Perhaps the terms emergent and non-emergent
surgery would be better. Non-elective cases
where one amputates an extremity to avoid
progressive life threatening complication are
clear cut but performing a surgery so that
someone can facilitate ambulation without pain
and maintain a healthy metabolic status and
lifestyle --I put in the grey area.


One of the things that I have learned since
school is that setting finite numbers on
anything usually is not advantageous in the real
world because the real world has so much
variation. Hard finite numbers are clear cut and
helpful for teaching but can get fuzzy in
reality.
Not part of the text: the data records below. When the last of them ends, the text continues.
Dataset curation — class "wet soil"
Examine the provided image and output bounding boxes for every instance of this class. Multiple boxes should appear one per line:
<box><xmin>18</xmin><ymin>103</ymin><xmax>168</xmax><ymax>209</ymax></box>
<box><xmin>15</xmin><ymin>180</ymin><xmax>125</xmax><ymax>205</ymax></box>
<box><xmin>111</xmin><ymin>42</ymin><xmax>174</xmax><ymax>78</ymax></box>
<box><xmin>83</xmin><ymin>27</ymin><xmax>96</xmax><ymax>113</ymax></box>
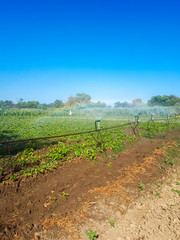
<box><xmin>0</xmin><ymin>130</ymin><xmax>180</xmax><ymax>240</ymax></box>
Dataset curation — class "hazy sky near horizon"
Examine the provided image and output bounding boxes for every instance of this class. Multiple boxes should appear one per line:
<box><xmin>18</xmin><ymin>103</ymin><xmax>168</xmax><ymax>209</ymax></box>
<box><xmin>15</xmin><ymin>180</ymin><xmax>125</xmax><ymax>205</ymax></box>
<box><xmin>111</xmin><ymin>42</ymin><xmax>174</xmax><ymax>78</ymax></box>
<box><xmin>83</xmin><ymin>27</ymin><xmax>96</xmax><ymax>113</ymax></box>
<box><xmin>0</xmin><ymin>0</ymin><xmax>180</xmax><ymax>104</ymax></box>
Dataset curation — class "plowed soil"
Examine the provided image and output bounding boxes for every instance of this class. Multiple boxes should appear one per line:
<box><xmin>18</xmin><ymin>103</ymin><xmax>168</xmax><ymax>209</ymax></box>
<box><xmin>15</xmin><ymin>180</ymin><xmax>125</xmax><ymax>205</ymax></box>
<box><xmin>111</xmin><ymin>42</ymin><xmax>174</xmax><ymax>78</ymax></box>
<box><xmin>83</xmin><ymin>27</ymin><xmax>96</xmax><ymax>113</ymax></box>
<box><xmin>0</xmin><ymin>130</ymin><xmax>180</xmax><ymax>240</ymax></box>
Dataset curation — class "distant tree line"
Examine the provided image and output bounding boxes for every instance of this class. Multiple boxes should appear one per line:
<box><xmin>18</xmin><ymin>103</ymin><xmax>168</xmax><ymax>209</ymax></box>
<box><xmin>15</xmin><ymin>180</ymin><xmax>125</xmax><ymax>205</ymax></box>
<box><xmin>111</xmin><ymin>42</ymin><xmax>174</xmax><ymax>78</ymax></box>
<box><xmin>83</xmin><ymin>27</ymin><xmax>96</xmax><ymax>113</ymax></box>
<box><xmin>0</xmin><ymin>93</ymin><xmax>91</xmax><ymax>109</ymax></box>
<box><xmin>0</xmin><ymin>93</ymin><xmax>180</xmax><ymax>109</ymax></box>
<box><xmin>147</xmin><ymin>95</ymin><xmax>180</xmax><ymax>107</ymax></box>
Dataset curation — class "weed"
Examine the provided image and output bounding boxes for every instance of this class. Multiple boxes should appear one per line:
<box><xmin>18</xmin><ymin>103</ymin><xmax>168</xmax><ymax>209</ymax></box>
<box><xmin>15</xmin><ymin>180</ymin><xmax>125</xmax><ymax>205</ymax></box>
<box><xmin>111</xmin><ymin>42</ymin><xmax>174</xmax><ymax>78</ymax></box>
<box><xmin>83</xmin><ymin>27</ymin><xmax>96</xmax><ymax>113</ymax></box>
<box><xmin>165</xmin><ymin>157</ymin><xmax>175</xmax><ymax>165</ymax></box>
<box><xmin>86</xmin><ymin>230</ymin><xmax>98</xmax><ymax>240</ymax></box>
<box><xmin>62</xmin><ymin>192</ymin><xmax>69</xmax><ymax>197</ymax></box>
<box><xmin>51</xmin><ymin>197</ymin><xmax>57</xmax><ymax>202</ymax></box>
<box><xmin>171</xmin><ymin>189</ymin><xmax>180</xmax><ymax>196</ymax></box>
<box><xmin>139</xmin><ymin>183</ymin><xmax>145</xmax><ymax>191</ymax></box>
<box><xmin>154</xmin><ymin>192</ymin><xmax>160</xmax><ymax>197</ymax></box>
<box><xmin>9</xmin><ymin>175</ymin><xmax>17</xmax><ymax>181</ymax></box>
<box><xmin>109</xmin><ymin>220</ymin><xmax>115</xmax><ymax>227</ymax></box>
<box><xmin>161</xmin><ymin>157</ymin><xmax>175</xmax><ymax>168</ymax></box>
<box><xmin>107</xmin><ymin>162</ymin><xmax>112</xmax><ymax>167</ymax></box>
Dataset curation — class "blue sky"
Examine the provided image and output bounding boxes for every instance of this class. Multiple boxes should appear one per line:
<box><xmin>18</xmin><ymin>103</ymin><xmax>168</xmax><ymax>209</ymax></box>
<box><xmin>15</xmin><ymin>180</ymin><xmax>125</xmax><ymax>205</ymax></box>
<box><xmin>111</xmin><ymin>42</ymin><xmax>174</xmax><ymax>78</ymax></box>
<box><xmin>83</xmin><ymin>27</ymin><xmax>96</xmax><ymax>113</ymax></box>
<box><xmin>0</xmin><ymin>0</ymin><xmax>180</xmax><ymax>104</ymax></box>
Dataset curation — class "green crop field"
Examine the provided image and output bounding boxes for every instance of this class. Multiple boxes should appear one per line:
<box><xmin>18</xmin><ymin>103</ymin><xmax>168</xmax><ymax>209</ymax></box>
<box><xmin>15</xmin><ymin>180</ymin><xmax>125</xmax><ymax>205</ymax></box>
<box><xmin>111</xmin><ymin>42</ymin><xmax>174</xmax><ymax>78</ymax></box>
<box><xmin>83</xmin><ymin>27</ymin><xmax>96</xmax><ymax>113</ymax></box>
<box><xmin>0</xmin><ymin>109</ymin><xmax>179</xmax><ymax>179</ymax></box>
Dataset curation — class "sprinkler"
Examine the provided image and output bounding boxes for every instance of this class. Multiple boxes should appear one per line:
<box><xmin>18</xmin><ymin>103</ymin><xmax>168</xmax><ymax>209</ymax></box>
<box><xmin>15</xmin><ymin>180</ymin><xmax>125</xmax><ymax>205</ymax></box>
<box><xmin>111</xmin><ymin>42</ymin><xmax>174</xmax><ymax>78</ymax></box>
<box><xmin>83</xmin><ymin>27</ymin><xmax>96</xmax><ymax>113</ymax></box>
<box><xmin>95</xmin><ymin>120</ymin><xmax>101</xmax><ymax>131</ymax></box>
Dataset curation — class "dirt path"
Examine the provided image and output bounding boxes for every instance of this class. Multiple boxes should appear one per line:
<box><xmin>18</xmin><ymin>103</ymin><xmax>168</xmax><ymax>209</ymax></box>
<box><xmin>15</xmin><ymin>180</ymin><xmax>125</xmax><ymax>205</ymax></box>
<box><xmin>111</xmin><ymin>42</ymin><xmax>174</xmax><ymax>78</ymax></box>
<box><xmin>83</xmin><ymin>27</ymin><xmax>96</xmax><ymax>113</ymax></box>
<box><xmin>0</xmin><ymin>130</ymin><xmax>180</xmax><ymax>240</ymax></box>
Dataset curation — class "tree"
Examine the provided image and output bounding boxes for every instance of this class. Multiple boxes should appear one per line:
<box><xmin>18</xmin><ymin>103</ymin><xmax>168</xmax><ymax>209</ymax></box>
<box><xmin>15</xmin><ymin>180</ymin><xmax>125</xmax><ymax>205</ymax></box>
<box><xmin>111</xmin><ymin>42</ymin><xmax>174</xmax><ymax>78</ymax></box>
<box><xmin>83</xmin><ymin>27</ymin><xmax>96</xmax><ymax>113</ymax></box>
<box><xmin>53</xmin><ymin>99</ymin><xmax>64</xmax><ymax>108</ymax></box>
<box><xmin>132</xmin><ymin>98</ymin><xmax>143</xmax><ymax>105</ymax></box>
<box><xmin>66</xmin><ymin>96</ymin><xmax>76</xmax><ymax>107</ymax></box>
<box><xmin>75</xmin><ymin>93</ymin><xmax>91</xmax><ymax>104</ymax></box>
<box><xmin>147</xmin><ymin>95</ymin><xmax>180</xmax><ymax>106</ymax></box>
If anyone makes the statement that it
is wrong to do a non-emergent surgery on a
patient with a A1c of 6.8, and then I do one on
someone at 6.9-- what do you think the legal
system will do with that?


We learned that certain bunion procedures were
applicable for certain IM angles, but I can’t
tell you how many times I have broken those
rules in 23 years because of the multiple
variable that one has to consider. Years ago in
school at CCPM, one of the things that I was
lucky enough to learn is that one must weigh the
risks with the benefits in every case
individually. My training has taught me to
evaluate those risks from a medical stand point
with all those variables and my experience keeps
me learning that the “benefits” from a patients
stand point may not what I, as a podiatrist see
as the “benefit.”


So, all in all, I am not in favor of placing A1C
parameters on diabetic foot surgery. There are
standard values which internists deem good
control, moderate control, and poor control. I
believe that as podiatrists, we need to look at
A1C as only one of the factors in those myriad
of factors that go into pre-operative
evaluation. When it comes down to it, the
decision should be based on risk vs benefit
ratio, which is quite an individual assessment.